Re: md data-check causes soft lockup

Gabriele Trombetti <gabriele.trombetti@xxxxxxxxxx> · Tue, 22 Sep 2009 21:35:09 +0200

Robin Hill wrote:
On Tue Sep 22, 2009 at 07:59:45AM -0700, Lee Howard wrote:

Majed B. wrote:

I must have missed that part. It may not work for your case, but worth trying.

Perhaps Neil Brown, or someone involved could shed some light on this.

If I remember correctly, those soft lockups were harmless anyway.

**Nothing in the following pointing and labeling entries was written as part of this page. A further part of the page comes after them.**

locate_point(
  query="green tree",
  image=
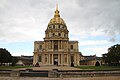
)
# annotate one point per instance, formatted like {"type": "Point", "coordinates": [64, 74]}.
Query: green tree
{"type": "Point", "coordinates": [14, 61]}
{"type": "Point", "coordinates": [5, 56]}
{"type": "Point", "coordinates": [113, 55]}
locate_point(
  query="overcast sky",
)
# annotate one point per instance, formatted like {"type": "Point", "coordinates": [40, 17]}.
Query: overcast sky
{"type": "Point", "coordinates": [94, 23]}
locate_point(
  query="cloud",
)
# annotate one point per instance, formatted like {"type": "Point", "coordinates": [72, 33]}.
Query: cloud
{"type": "Point", "coordinates": [87, 21]}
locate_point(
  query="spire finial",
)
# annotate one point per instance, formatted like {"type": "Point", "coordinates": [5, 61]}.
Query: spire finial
{"type": "Point", "coordinates": [57, 12]}
{"type": "Point", "coordinates": [56, 6]}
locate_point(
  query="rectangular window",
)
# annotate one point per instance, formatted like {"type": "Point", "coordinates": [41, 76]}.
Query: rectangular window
{"type": "Point", "coordinates": [46, 58]}
{"type": "Point", "coordinates": [40, 47]}
{"type": "Point", "coordinates": [39, 58]}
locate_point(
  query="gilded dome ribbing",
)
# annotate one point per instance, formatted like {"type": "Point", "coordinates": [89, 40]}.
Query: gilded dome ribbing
{"type": "Point", "coordinates": [57, 19]}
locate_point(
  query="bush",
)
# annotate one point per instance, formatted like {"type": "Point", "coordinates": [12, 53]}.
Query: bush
{"type": "Point", "coordinates": [97, 64]}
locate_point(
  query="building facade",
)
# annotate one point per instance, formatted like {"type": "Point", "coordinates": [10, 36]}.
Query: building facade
{"type": "Point", "coordinates": [56, 49]}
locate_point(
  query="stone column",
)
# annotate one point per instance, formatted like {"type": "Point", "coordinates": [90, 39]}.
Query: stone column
{"type": "Point", "coordinates": [52, 44]}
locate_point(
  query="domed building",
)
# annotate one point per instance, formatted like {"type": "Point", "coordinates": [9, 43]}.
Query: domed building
{"type": "Point", "coordinates": [56, 49]}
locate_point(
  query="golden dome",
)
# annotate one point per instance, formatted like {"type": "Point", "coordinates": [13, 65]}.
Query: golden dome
{"type": "Point", "coordinates": [57, 19]}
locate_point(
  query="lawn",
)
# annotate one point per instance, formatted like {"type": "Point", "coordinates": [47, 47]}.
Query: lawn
{"type": "Point", "coordinates": [12, 67]}
{"type": "Point", "coordinates": [99, 67]}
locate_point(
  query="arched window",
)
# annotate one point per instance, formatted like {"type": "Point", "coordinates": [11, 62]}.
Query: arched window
{"type": "Point", "coordinates": [59, 34]}
{"type": "Point", "coordinates": [59, 26]}
{"type": "Point", "coordinates": [53, 34]}
{"type": "Point", "coordinates": [53, 26]}
{"type": "Point", "coordinates": [40, 47]}
{"type": "Point", "coordinates": [71, 46]}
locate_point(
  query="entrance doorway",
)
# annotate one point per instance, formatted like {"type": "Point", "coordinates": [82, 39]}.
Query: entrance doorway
{"type": "Point", "coordinates": [55, 59]}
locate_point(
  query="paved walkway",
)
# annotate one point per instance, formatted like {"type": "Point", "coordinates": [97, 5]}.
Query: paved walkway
{"type": "Point", "coordinates": [82, 78]}
{"type": "Point", "coordinates": [51, 67]}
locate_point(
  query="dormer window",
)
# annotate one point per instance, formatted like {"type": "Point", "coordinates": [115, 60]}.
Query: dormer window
{"type": "Point", "coordinates": [71, 46]}
{"type": "Point", "coordinates": [40, 47]}
{"type": "Point", "coordinates": [53, 34]}
{"type": "Point", "coordinates": [59, 26]}
{"type": "Point", "coordinates": [53, 26]}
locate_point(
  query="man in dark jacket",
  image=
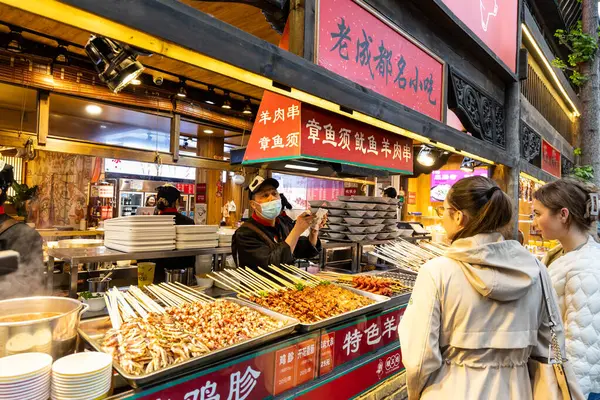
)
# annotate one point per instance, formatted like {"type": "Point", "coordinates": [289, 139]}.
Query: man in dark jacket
{"type": "Point", "coordinates": [264, 239]}
{"type": "Point", "coordinates": [28, 279]}
{"type": "Point", "coordinates": [167, 202]}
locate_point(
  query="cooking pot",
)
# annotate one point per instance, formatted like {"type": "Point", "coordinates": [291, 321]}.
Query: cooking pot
{"type": "Point", "coordinates": [51, 326]}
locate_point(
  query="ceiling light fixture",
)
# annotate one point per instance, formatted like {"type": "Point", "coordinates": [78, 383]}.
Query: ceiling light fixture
{"type": "Point", "coordinates": [247, 108]}
{"type": "Point", "coordinates": [62, 55]}
{"type": "Point", "coordinates": [15, 41]}
{"type": "Point", "coordinates": [301, 167]}
{"type": "Point", "coordinates": [93, 109]}
{"type": "Point", "coordinates": [210, 98]}
{"type": "Point", "coordinates": [226, 103]}
{"type": "Point", "coordinates": [469, 165]}
{"type": "Point", "coordinates": [115, 63]}
{"type": "Point", "coordinates": [182, 92]}
{"type": "Point", "coordinates": [426, 156]}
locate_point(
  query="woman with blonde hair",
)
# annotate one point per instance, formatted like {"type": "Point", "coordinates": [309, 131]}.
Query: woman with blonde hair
{"type": "Point", "coordinates": [476, 315]}
{"type": "Point", "coordinates": [567, 210]}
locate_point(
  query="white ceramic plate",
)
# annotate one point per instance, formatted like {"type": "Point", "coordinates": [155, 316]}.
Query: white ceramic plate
{"type": "Point", "coordinates": [82, 364]}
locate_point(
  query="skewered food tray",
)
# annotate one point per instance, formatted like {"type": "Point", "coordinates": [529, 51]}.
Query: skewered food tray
{"type": "Point", "coordinates": [159, 346]}
{"type": "Point", "coordinates": [291, 291]}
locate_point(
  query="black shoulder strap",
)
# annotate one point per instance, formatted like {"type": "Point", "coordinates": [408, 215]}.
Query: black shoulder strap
{"type": "Point", "coordinates": [6, 225]}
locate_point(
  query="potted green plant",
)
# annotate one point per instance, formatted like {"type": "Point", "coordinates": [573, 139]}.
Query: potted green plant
{"type": "Point", "coordinates": [23, 194]}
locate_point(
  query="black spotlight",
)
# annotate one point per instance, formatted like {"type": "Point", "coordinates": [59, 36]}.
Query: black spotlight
{"type": "Point", "coordinates": [115, 64]}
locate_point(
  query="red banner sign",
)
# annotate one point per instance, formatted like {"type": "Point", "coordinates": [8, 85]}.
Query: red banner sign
{"type": "Point", "coordinates": [495, 22]}
{"type": "Point", "coordinates": [358, 44]}
{"type": "Point", "coordinates": [331, 137]}
{"type": "Point", "coordinates": [361, 338]}
{"type": "Point", "coordinates": [200, 193]}
{"type": "Point", "coordinates": [351, 383]}
{"type": "Point", "coordinates": [322, 135]}
{"type": "Point", "coordinates": [550, 159]}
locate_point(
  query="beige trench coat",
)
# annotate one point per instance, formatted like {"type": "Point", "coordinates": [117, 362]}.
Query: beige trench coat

Not harmless for production use.  Yes, data is not harmed, and yes, the 
problem state does recover when the data-check finishes, but during the 
data-check the system is virtually unresponsive and all other use of the 
system is stalled.

Are you sure this is caused by these soft lockups, and that you're not
just running with too high a /sys/block/mdX/md/sync_speed_max setting?
I've had issues with this on some servers, where the I/O demand for the
sync/check is causing the system to become totally unresponsive.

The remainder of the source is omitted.